Meet Jide Olatunbode, a graduate of the prestigious University of Lagos (UNILAG), and a First Class Degree holder in Computer Science. He holds an MBA from the Lagos Business School (LBS) and is a PMP certified Project Manager. Jide is a firm believer in the CNN Money quote that “greatness isn’t reserved for a preordained few. It is available to you and to everyone.” Here, he talks to Connect Nigeria about his recently released book, Ace It, in which he shares real advice on how to succeed in a Nigerian school environment. Excerpts:
CN: What pushed you to write this book?
Jide: While I was at school, in the University of Lagos, I noticed how seemingly easy it was for some students to excel, while others struggle. The interesting thing was – these two set of students always appeared to do the same things: they attend classes, tutorials, study their books, etc. But at the end of the day, only a few excel. This happened to me on a particular day. I walked up with my friends to the notice board where exam results were pasted, and I was thrilled to see I got a perfect result! But I was the only one happy. All my friends left that notice board with long faces. And as you’ve guessed, these were people who I studied with and did all the right things.
This got me thinking on what separates the students who excel from others. I began to observe those students who make perfect results semester after semester. I noticed some subtle similarities. I started documenting my observations. The clincher was when I got to my final year and some of my friends approached me for some academic advice. I used the opportunity to tell them some of the things I observed and asked them to do the same. They did. And for that semester, they had perfect results!!! These were students who were hitherto struggling with their academics. Suddenly academic excellence seemed very easy to achieve because of a slight change in strategy. I knew then that I had hit a goldmine. I decided to tell everyone who cared to listen what I discovered, hence the book.
CN: The book contains a lot of interesting, real-life university scenarios, which makes it handy and (I dare say) essential for students. What are your chances of infusing it in the curriculum?
Jide: Well, I don’t intend infusing it into any curriculum. I just want students to read it. So I’d be proposing to schools to get copies for their students. I’ve seen how the lives of students are remarkably transformed by those who adhered to the principles in the book. I very much want that transformation on a national and global scale.

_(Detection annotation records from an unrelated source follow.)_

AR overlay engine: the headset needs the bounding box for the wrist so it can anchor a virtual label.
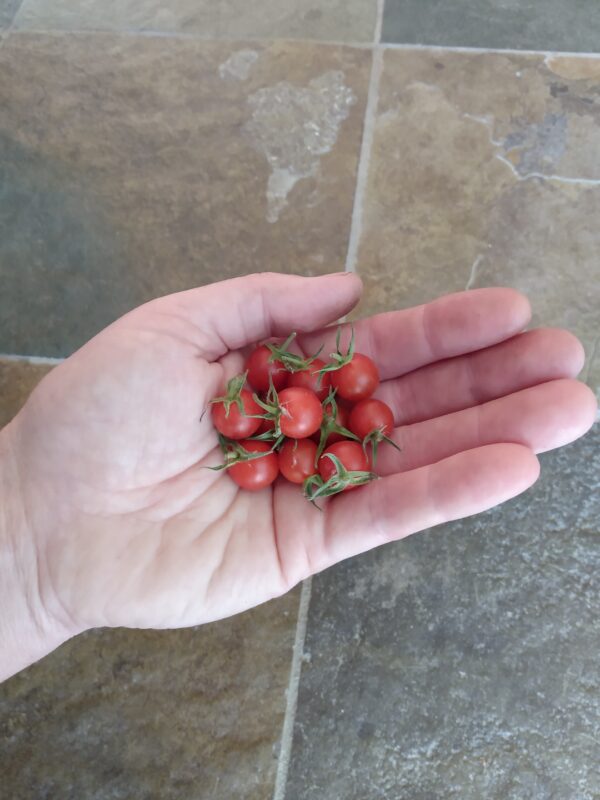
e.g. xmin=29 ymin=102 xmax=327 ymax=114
xmin=0 ymin=425 xmax=77 ymax=681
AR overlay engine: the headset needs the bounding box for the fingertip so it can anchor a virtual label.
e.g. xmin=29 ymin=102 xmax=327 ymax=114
xmin=491 ymin=442 xmax=540 ymax=494
xmin=565 ymin=380 xmax=598 ymax=438
xmin=503 ymin=287 xmax=532 ymax=329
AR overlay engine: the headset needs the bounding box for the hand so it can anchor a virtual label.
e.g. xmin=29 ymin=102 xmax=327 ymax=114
xmin=3 ymin=274 xmax=596 ymax=660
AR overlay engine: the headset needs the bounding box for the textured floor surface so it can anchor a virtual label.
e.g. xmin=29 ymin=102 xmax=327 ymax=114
xmin=0 ymin=0 xmax=600 ymax=800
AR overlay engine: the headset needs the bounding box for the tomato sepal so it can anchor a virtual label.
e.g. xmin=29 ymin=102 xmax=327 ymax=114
xmin=265 ymin=332 xmax=323 ymax=372
xmin=206 ymin=433 xmax=275 ymax=472
xmin=303 ymin=453 xmax=379 ymax=508
xmin=319 ymin=323 xmax=354 ymax=373
xmin=359 ymin=428 xmax=402 ymax=466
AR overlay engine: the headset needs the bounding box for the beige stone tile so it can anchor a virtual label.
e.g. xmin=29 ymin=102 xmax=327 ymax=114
xmin=0 ymin=33 xmax=371 ymax=355
xmin=0 ymin=357 xmax=52 ymax=428
xmin=0 ymin=0 xmax=21 ymax=31
xmin=19 ymin=0 xmax=377 ymax=42
xmin=359 ymin=51 xmax=600 ymax=396
xmin=0 ymin=591 xmax=298 ymax=800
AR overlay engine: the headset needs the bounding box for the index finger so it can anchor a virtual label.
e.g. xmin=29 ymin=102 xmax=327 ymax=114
xmin=298 ymin=288 xmax=531 ymax=380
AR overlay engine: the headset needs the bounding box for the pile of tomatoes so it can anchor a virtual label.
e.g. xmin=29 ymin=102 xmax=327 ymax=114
xmin=211 ymin=328 xmax=399 ymax=502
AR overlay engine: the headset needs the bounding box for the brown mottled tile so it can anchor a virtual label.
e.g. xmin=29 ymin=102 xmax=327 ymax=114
xmin=286 ymin=412 xmax=600 ymax=800
xmin=19 ymin=0 xmax=377 ymax=42
xmin=358 ymin=51 xmax=600 ymax=396
xmin=0 ymin=592 xmax=298 ymax=800
xmin=0 ymin=356 xmax=52 ymax=428
xmin=0 ymin=0 xmax=22 ymax=32
xmin=0 ymin=33 xmax=370 ymax=355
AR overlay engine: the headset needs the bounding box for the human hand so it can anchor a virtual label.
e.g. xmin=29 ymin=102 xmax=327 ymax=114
xmin=2 ymin=274 xmax=596 ymax=660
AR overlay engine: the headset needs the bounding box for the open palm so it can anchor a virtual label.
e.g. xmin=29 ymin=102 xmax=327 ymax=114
xmin=8 ymin=274 xmax=596 ymax=630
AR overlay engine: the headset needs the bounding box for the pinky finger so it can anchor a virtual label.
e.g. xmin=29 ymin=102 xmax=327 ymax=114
xmin=308 ymin=444 xmax=539 ymax=572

CN: Where can one buy the book?
Jide: Well, the book is available in major bookstores on Lagos Island, but from the comfort of your PC, you can order online via Jumia. Kindle versions are also available on Amazon.
CN: Your book isn’t for students only, is it?
Jide: On the contrary. The book is targeted at students, no doubt, but other people can benefit from the principles I described. I call them life principles. I wrote them in a way that applies to students, but it also applies to all and sundry. The feedback I got from reviewers was that parents are also most likely to benefit from the book.
CN: The last chapter, Strategy X, deals with the final personal touch that makes success possible, (Like Chemical X in Powerpuff girls). What was yours?
Jide: Ok, I have no idea what Powerpuff girls are (laughs). Strategy X is all about taking action. It makes no sense to hear about all the great strategies of this world and do nothing about it. Strategy X says, don’t just read this, act on it! Take steps now to ensure you make these principles a working part of your life. Then, and only then, can you begin to see and reap the fruits of your labour.
CN: What do you eat often? Does food have anything to do with your success?
Jide: I eat cake and ice cream. Food for present and future champions! You can ask anybody.
CN: What do you do for fun?
Jide: Plenty. Movies; I go swimming with friends, I play all sorts of games, sports, watching series on my PC, etc.
CN: Do you watch TV? There is a rumor going around that successful people don’t watch TV. How true is that?
Jide: Of course I watch TV! And that rumour has to be a lie of the devil. (laughs). But seriously, watching TV has no correlation with being successful or not, except when it becomes excessive. Too much of anything (TV watching inclusive) is not good.
CN: What other books do you swear by?
Jide: Three Books: 7 Habits of Highly Effective People by Steven Covey; The Success Principles by Jack Canfield; and Awakening the Giant Within by Anthony Robbins.
CN: Should we expect sequels?
Jide: Let’s take it one step at a time.